“Yes, sir, yes,” said Bartle, rising, and taking off his spectacles, “I’ll do that, I’ll do that; though the mother’s a whimpering thing—I don’t like to come within earshot of her; however, she’s a straight-backed, clean woman, none of your slatterns. I wish you good-bye, sir, and thank you for the time you’ve spared me. You’re everybody’s friend in this business—everybody’s friend. It’s a heavy weight you’ve got on your shoulders.”

“Good-bye, Bartle, till we meet at Stoniton, as I daresay we shall.”

Bartle hurried away from the rectory, evading Carroll’s conversational advances, and saying in an exasperated tone to Vixen, whose short legs pattered beside him on the gravel, “Now, I shall be obliged to take you with me, you good-for-nothing woman. You’d go fretting yourself to death if I left you—you know you would, and perhaps get snapped up by some tramp. And you’ll be running into bad company, I expect, putting your nose in every hole and corner where you’ve no business! But if you do anything disgraceful, I’ll disown you—mind that, madam, mind that!”

Chapter XLI
The Eve of the Trial

An upper room in a dull Stoniton street, with two beds in it—one laid on the floor. It is ten o’clock on Thursday night, and the dark wall opposite the window shuts out the moonlight that might have struggled with the light of the one dip candle by which Bartle Massey is pretending to read, while he is really looking over his spectacles at Adam Bede, seated near the dark window.

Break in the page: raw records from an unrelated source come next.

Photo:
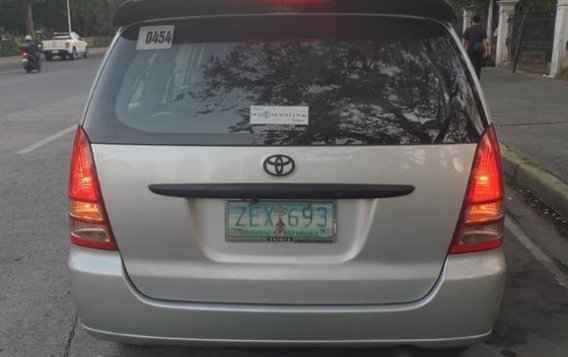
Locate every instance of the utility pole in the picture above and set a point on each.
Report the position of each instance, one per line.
(69, 17)
(490, 12)
(29, 17)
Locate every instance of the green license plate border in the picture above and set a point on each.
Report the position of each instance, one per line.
(241, 239)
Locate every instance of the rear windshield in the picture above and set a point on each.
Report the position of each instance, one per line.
(286, 81)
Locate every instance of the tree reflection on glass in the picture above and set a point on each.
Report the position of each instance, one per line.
(364, 93)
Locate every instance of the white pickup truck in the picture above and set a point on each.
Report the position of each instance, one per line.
(65, 46)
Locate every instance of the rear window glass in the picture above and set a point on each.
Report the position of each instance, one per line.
(286, 81)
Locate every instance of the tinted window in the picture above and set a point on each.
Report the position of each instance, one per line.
(323, 80)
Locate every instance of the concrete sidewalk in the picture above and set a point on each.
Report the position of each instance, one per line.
(531, 114)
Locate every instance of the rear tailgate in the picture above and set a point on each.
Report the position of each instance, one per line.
(387, 250)
(389, 102)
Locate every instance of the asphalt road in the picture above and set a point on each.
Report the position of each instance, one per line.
(37, 316)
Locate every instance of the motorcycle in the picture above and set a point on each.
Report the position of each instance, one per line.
(29, 61)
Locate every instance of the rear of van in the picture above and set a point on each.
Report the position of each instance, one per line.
(319, 177)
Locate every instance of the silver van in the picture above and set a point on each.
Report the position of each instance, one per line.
(287, 172)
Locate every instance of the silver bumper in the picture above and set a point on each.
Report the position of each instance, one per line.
(460, 310)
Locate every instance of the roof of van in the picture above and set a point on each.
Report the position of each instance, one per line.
(135, 11)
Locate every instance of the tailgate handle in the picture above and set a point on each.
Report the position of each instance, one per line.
(281, 191)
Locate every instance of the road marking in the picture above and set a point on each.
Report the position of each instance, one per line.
(47, 140)
(541, 256)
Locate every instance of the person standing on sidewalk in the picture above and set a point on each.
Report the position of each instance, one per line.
(476, 44)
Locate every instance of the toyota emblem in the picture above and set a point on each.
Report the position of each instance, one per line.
(279, 165)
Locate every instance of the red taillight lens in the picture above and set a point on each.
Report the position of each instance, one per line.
(487, 180)
(88, 223)
(481, 223)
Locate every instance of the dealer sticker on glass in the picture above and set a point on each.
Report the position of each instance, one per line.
(273, 115)
(155, 38)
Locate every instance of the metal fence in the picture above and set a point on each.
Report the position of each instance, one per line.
(532, 40)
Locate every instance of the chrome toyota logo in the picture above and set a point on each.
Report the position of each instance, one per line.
(279, 165)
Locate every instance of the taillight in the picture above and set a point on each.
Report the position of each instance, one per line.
(481, 223)
(88, 222)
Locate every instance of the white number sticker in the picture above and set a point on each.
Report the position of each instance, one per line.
(155, 38)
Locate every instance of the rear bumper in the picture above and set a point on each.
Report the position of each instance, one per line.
(459, 311)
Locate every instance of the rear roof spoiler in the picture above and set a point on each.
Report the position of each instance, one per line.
(135, 11)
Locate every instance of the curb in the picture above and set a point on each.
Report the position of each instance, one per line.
(529, 174)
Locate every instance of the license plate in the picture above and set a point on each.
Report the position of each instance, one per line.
(281, 221)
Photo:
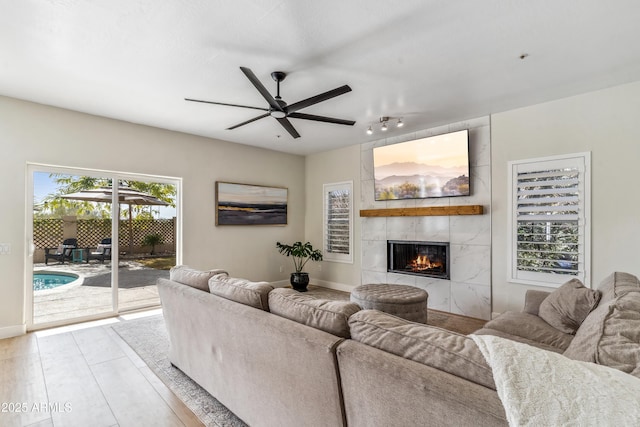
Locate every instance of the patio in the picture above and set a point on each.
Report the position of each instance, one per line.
(136, 289)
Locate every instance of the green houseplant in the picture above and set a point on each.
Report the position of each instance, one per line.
(301, 254)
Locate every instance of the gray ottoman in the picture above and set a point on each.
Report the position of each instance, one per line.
(404, 301)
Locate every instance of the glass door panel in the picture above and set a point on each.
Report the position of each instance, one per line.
(147, 237)
(71, 226)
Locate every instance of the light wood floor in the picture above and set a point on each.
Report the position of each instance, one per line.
(82, 375)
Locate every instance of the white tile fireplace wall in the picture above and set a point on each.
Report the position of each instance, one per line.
(468, 292)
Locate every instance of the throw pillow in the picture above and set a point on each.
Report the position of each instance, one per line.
(619, 346)
(566, 308)
(254, 294)
(327, 315)
(191, 277)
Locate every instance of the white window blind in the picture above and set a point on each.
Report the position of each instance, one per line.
(338, 230)
(550, 212)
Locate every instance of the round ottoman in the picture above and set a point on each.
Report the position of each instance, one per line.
(404, 301)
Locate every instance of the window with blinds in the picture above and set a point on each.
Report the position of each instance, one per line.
(338, 230)
(550, 212)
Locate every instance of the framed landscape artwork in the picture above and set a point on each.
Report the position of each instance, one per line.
(244, 204)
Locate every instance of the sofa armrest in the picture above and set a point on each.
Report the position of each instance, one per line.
(532, 301)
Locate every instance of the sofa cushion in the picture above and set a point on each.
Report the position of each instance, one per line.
(195, 278)
(567, 307)
(254, 294)
(496, 333)
(610, 335)
(328, 315)
(431, 346)
(531, 327)
(619, 346)
(616, 284)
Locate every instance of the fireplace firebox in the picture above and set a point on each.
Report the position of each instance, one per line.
(429, 259)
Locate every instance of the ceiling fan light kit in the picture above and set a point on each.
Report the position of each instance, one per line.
(384, 120)
(279, 109)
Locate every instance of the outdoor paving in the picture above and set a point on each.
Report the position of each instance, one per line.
(136, 289)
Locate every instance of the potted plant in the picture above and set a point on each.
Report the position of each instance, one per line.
(301, 253)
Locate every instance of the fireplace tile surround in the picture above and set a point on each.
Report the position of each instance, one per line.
(468, 291)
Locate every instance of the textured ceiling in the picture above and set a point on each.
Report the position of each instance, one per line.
(429, 62)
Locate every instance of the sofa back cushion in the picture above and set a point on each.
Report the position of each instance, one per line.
(431, 346)
(328, 315)
(610, 335)
(195, 278)
(616, 284)
(566, 308)
(254, 294)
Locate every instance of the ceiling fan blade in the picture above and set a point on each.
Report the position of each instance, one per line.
(289, 127)
(262, 116)
(322, 119)
(318, 98)
(263, 91)
(228, 105)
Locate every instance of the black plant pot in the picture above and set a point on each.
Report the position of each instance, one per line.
(299, 281)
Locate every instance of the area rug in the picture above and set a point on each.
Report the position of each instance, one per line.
(148, 338)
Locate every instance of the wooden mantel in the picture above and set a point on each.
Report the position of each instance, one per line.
(425, 211)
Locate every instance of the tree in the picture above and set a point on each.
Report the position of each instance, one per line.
(56, 205)
(152, 240)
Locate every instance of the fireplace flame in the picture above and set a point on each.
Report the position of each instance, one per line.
(422, 263)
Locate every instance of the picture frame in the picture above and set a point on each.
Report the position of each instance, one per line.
(250, 204)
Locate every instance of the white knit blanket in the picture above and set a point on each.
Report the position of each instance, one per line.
(542, 388)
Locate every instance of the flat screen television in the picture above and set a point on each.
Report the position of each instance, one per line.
(436, 166)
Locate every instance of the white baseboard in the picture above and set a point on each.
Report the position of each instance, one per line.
(334, 285)
(12, 331)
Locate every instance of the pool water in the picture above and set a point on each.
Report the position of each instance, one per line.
(42, 281)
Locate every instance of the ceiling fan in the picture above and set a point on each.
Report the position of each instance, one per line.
(280, 110)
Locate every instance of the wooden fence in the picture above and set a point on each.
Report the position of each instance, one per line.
(50, 232)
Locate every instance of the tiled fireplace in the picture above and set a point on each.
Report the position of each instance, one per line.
(467, 287)
(427, 259)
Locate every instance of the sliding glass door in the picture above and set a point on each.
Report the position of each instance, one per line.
(98, 242)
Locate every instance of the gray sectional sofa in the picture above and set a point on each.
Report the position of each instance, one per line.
(278, 357)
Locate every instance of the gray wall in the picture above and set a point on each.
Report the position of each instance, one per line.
(606, 124)
(40, 134)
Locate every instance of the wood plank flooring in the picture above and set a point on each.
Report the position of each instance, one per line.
(82, 375)
(86, 375)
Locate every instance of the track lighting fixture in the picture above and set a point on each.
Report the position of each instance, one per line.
(384, 124)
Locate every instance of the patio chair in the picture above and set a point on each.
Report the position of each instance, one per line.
(102, 252)
(62, 252)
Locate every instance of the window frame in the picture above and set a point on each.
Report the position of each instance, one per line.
(326, 189)
(581, 161)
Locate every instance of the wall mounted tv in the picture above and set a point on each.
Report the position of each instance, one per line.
(436, 166)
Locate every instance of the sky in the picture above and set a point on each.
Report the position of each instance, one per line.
(43, 185)
(446, 150)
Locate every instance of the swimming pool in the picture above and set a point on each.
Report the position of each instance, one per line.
(43, 280)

You would hardly have known it was Adam without being told. His face has got thinner this last week: he has the sunken eyes, the neglected beard of a man just risen from a sick-bed. His heavy black hair hangs over his forehead, and there is no active impulse in him which inclines him to push it off, that he may be more awake to what is around him. He has one arm over the back of the chair, and he seems to be looking down at his clasped hands. He is roused by a knock at the door.

“There he is,” said Bartle Massey, rising hastily and unfastening the door. It was Mr. Irwine.

Adam rose from his chair with instinctive respect, as Mr. Irwine approached him and took his hand.

“I’m late, Adam,” he said, sitting down on the chair which Bartle placed for him, “but I was later in setting off from Broxton than I intended to be, and I have been incessantly occupied since I arrived. I have done everything now, however—everything that can be done to-night, at least. Let us all sit down.”

Adam took his chair again mechanically, and Bartle, for whom there was no chair remaining, sat on the bed in the background.